Preventing ACEs: Getting to the Root of Community Trauma
By Whitney Bunts and Kayla Tawa
Recently the Centers for Disease Control and Prevention (CDC) published “Preventing Adverse Childhood Experiences (ACEs): Leveraging the Best Available Evidence.” The CDC defines ACEs as “traumatic events that occur in childhood (0-17 years) such as experiencing violence, abuse, or neglect.” The report explains the prevalence of ACEs and provides a number of strategies to prevent children from experiencing them. The CDC’s strategies align with much of CLASP’s advocacy work; however, making equitable gains in preventing ACEs requires intervening at the structural level to address systemic racism and oppression.
More than 60 percent of adults in the United States have experienced at least one ACE, and over 15 percent experienced four or more. Children living in poverty are particularly likely to experience ACEs. In the United States, 16.2 percent of all children live in poverty, but that rate is nearly two time higher (29.5 percent) for Black children. Data from 2017 show that Black children are disproportionately represented among children with ACEs, with over 6 in 10 Black children experiencing an ACE.
The CDC’s strategies to prevent ACEs focus on changing norms, environment, and behaviors by strengthening economic supports for families; promoting social norms that protect against violence and adversity; and connecting youth to caring adults and activities.
The Trump Administration has proposed and implemented policies contrary to these suggestions. Destructive policies like repealing the Affordable Care Act and imposing stricter regulations on accessing the Supplemental Nutrition Assistance Program will likely increase the prevalence of ACEs. And policies like rolling back criminal justice reform and separating immigrant families will exacerbate ACEs primarily in Black, Brown, and immigrant communities by creating new and compounding existing traumas. Therefore, we must address historical factors like generational poverty, racism, and classism to fully prevent ACEs.

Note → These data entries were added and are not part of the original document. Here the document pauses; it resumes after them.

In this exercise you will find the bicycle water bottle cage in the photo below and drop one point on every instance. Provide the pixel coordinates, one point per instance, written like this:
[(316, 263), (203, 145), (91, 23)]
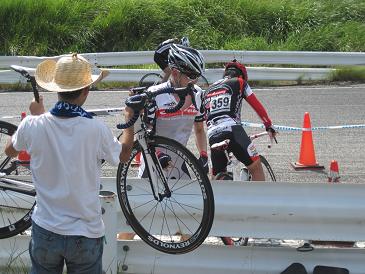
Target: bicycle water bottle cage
[(136, 102)]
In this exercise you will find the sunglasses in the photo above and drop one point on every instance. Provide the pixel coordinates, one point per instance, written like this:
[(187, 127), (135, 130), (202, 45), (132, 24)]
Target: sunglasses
[(191, 76)]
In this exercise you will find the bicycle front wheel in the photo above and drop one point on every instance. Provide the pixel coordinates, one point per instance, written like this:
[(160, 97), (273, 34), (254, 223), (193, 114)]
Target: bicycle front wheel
[(150, 79), (176, 223), (16, 204)]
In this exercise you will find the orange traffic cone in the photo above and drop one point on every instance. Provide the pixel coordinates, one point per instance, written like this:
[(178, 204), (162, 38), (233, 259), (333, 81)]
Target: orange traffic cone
[(333, 174), (23, 156), (307, 158)]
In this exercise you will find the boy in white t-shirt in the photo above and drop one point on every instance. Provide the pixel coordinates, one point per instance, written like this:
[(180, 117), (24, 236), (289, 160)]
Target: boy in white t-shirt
[(66, 146)]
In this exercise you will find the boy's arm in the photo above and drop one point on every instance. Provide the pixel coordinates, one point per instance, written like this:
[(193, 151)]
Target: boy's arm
[(127, 137)]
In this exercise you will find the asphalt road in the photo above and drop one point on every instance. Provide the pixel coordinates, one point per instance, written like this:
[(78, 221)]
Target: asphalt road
[(327, 106)]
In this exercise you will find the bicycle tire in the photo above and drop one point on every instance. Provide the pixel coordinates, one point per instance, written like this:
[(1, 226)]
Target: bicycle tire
[(150, 79), (170, 238), (269, 174), (15, 207)]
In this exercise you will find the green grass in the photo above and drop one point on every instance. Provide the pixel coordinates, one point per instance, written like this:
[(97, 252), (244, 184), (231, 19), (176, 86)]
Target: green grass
[(52, 27), (356, 74)]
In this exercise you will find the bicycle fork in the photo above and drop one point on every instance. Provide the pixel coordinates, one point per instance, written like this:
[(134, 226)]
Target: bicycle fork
[(153, 168)]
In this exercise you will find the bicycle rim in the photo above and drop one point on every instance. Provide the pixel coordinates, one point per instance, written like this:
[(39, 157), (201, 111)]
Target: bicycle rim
[(187, 215), (15, 207), (150, 79)]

Systems of power like racism and classism exacerbate many of the challenges Black and Brown people experience. For example, because ACEs are more common among children living in poverty, we must acknowledge that the racial wealth gap contributes to the high prevalence of ACEs among Black children. In the United States, Black families on average have just 10 percent of the wealth of white families. The racial wealth gap affects socioeconomic status, along with access to opportunities, educational attainment, and investment in communities. If we don’t address structural barriers like the racial wealth gap, we won’t make equitable gains in preventing ACEs.

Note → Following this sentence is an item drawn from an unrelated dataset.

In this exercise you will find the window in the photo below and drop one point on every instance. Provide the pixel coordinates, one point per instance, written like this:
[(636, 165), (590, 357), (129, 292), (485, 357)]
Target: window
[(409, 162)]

To prevent ACEs, we must support both the top-level policies recommended by the CDC and systems change strategies that intervene at the root level to dismantle systems of power. The root causes of generational poverty, structural racism, and historical disinvestment in communities of color produce ACEs. Therefore, to achieve equitable gains in preventing ACEs we must shift the power to those most impacted by violence and historical trauma, ensuring that the “people closest to the pain are closest to the power.”